The final upper section of the river was covered
when Hampstead was expanded in the 1870s. The Fleet now exists as a
large underground sewer.
More pictures taken along the course of the River Fleet can be found on the Author's Guided Walks section on this website.
River Fleet - Headstreams on Hampstead Heath
The article below comes from a website of
British History Online and is from an old book published in 1878. There are some page reference in the piece that are from the original book, so I haven't added the actual pages referenced in this article.

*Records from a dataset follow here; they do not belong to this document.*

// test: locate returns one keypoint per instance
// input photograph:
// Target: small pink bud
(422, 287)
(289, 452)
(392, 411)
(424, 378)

THE FLEET RIVER AND FLEET DITCH
The name of this ill-used stream, once fresh and
fleet, now a mere sluggish and plague-breeding
sewer, is traced by some to the Anglo-Saxon
fleotan, "to float;" and by others, to the Saxon
fleot, or flod, "a flood." The sources of the river
Fleet are on the high lands of Hampstead and
Highgate, and the chief of them rise near Caen
Wood. The Fleet was fed by the Oldborne, which
rose, says Stow, "where now the Bars do stand,"
and ran down to Old Borne Bridge, and into the
River of Wells or Turnmill Brook. The Fleet
was also fed by all the springs of Clerkenwell,
such as Clerkenwell itself, Skinner's Well, Fogg's
Well, Tod's Well, Loder's Well, Rad Well (near
the Charterhouse), and the Horse Pool, at Smithfield.